In a household full of men, mama was a total lady. A southern lady. Supper was on the table every night, meat, two vegetables, biscuits and gravy. Sweet tea was always in the refrigerator, or as mama called it the Frigidaire. Mama ruled with grace, but she also ruled with an iron hand. She was the real boss of the house, she knew it, and we all knew it. The last thing you ever wanted to do was disappoint mama, and in the Rumsey house, we worked hard not to disappoint mama.






She taught us manners and respect. All questions were answered with yes ma’am, no ma’am, yes sir, no sir, we cleaned off the table after every meal and you never walked away from the kitchen without an “I enjoyed it.”






In our house there was one rule. Daddy tattooed it onto our brains….. don’t do anything to embarrass your mama, ever. Think about it…. Don’t do anything to embarrass your mama; it’s a pretty good rule to live by. I don’t think Sam or I ever embarrassed mama…… and that is a badge of honor I will carry forever.






Mama was a role model to my brothers and me…. and to hundreds of students who passed through her classroom doors. Ironically in a household of men, some of mama’s primary life influences were women. Four women shaped my mama through life and helped make her the woman she was.






Mama’s sister Aunt Beck, her big sister, her friend. Aunt Beck has been a major influence in all our lives; she taught mama about life as they grew up and she was the one mama chose to help her make her journey into heaven. Aunt Beck we love you and will always be thankful that you are a vital part of our lives.






When mama and daddy moved to South Georgia, she met Gracie Hudson….no words can describe Gracie other than, she was a character. Gracie was boisterous; she could make mama laugh harder than anyone else could. Gracie became a second sister to mama and for Sam and me a second mother. Gracie died a few years ago and I know she and mama are sitting on the banks of a catfish pond today, cane pole in hand, laughing, loving and remembering their times here on earth.
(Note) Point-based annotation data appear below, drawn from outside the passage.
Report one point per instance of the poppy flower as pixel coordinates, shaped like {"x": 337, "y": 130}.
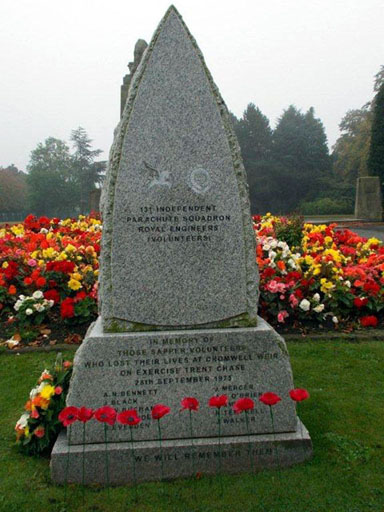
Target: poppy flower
{"x": 84, "y": 414}
{"x": 269, "y": 398}
{"x": 129, "y": 417}
{"x": 360, "y": 302}
{"x": 68, "y": 415}
{"x": 39, "y": 432}
{"x": 369, "y": 321}
{"x": 298, "y": 394}
{"x": 160, "y": 410}
{"x": 191, "y": 403}
{"x": 243, "y": 404}
{"x": 106, "y": 414}
{"x": 218, "y": 401}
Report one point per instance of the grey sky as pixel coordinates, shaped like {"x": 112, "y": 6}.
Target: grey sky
{"x": 62, "y": 63}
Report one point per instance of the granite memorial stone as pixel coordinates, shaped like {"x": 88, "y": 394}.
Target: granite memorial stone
{"x": 179, "y": 286}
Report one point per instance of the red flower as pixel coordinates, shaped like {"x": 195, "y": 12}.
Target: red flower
{"x": 52, "y": 295}
{"x": 269, "y": 398}
{"x": 40, "y": 282}
{"x": 369, "y": 321}
{"x": 106, "y": 414}
{"x": 191, "y": 403}
{"x": 12, "y": 290}
{"x": 80, "y": 296}
{"x": 359, "y": 303}
{"x": 129, "y": 417}
{"x": 68, "y": 415}
{"x": 84, "y": 414}
{"x": 39, "y": 432}
{"x": 218, "y": 401}
{"x": 298, "y": 394}
{"x": 243, "y": 404}
{"x": 160, "y": 410}
{"x": 67, "y": 308}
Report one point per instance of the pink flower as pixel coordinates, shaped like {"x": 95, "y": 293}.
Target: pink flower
{"x": 282, "y": 315}
{"x": 275, "y": 287}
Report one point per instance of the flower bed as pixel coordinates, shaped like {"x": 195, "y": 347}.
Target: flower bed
{"x": 310, "y": 276}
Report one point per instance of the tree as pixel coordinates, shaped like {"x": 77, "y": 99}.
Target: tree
{"x": 52, "y": 189}
{"x": 350, "y": 153}
{"x": 301, "y": 157}
{"x": 87, "y": 173}
{"x": 376, "y": 152}
{"x": 255, "y": 138}
{"x": 13, "y": 190}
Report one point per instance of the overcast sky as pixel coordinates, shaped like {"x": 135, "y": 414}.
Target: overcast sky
{"x": 62, "y": 62}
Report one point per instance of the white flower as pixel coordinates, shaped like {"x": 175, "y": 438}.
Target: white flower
{"x": 305, "y": 305}
{"x": 12, "y": 342}
{"x": 33, "y": 393}
{"x": 23, "y": 420}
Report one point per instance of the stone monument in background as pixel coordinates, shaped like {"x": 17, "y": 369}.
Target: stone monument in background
{"x": 368, "y": 203}
{"x": 179, "y": 287}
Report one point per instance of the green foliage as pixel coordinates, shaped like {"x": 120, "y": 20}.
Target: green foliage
{"x": 290, "y": 230}
{"x": 86, "y": 171}
{"x": 326, "y": 206}
{"x": 59, "y": 183}
{"x": 376, "y": 153}
{"x": 343, "y": 417}
{"x": 285, "y": 165}
{"x": 351, "y": 150}
{"x": 13, "y": 189}
{"x": 50, "y": 180}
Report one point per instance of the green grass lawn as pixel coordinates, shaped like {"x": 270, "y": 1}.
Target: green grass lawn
{"x": 345, "y": 417}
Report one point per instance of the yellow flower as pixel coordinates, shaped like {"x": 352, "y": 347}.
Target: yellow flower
{"x": 73, "y": 284}
{"x": 70, "y": 248}
{"x": 47, "y": 392}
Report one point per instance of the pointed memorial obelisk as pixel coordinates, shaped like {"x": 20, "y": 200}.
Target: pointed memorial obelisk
{"x": 179, "y": 287}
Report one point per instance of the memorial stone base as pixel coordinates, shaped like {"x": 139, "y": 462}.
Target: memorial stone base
{"x": 140, "y": 370}
{"x": 182, "y": 457}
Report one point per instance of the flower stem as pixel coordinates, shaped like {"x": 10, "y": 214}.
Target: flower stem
{"x": 133, "y": 465}
{"x": 83, "y": 472}
{"x": 274, "y": 441}
{"x": 106, "y": 457}
{"x": 249, "y": 443}
{"x": 67, "y": 463}
{"x": 161, "y": 451}
{"x": 220, "y": 464}
{"x": 193, "y": 445}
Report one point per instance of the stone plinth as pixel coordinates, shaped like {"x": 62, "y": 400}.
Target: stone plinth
{"x": 292, "y": 448}
{"x": 139, "y": 370}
When we moved to Clayton mama met her best friend, Sara Singleton. Mama and Mrs. Singleton had lives that intertwined. Teachers, Coaches Wives, mothers of boys and coffee lovers. COFFEE LOVERS. For as long as I can remember mama and Mrs. Singleton would meet daily for coffee. 1:30 in the afternoon would find the two of them at the Singleton’s, the Rumsey’s or in later years McDonalds. Mrs. Singleton is my mama’s longest lasting friendship, her best friend; the two of them shared a bond like no other relationship in my mama’s life. Mrs. Singleton, my mama loved you and I know you loved her…. Thank you for always being there for mama.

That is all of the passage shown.